In France, Belgium, and other Francophone countries, comic
strips---called bande dessinee or "BD" in French---have long been
considered a major art form capable of addressing a host of
contemporary issues. Among French-speaking intelligentsia, graphic
narratives were deemed worthy of canonization and critical study
decades before the academy and the press in the United States
embraced comics.
The place that BD holds today, however, belies the contentious
political route the art form has traveled. In "Drawing France:
French Comics and the Republic," author Joel E. Vessels examines
the trek of BD from it being considered a fomenter of rebellion, to
a medium suitable only for semi-literates, to an impediment to
education, and most recently to an art capable of addressing social
concerns in mainstream culture.
In the mid-1800s, alarmists feared political caricatures might
incite the ire of an illiterate working class.

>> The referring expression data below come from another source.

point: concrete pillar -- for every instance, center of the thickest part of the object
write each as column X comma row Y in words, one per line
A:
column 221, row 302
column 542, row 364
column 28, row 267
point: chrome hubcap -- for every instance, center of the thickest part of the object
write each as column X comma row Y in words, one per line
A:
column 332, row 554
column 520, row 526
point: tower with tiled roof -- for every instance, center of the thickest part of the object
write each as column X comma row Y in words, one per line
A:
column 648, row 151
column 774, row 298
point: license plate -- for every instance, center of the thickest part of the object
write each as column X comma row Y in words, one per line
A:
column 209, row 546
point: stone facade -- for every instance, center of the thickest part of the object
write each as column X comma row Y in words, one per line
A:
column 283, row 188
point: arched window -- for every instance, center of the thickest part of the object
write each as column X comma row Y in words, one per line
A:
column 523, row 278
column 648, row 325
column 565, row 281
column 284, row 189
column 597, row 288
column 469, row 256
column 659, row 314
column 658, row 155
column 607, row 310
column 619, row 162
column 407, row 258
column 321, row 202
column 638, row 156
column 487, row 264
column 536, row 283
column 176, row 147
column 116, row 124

To counter this
notion, proponents yoked the art to a particular articulation of
"Frenchness" based on literacy and reason. With the post-World War
II economic upswing, French consumers saw BD as a way to navigate
the changes brought by modernization. After bande dessinee came to
be understood as a compass for the masses, the government,
especially Francois Mitterand's administration, brought comics
increasingly into "official" culture. Vessels argues that BD are
central to the formation of France's self-image and a
self-awareness of what it means to be French.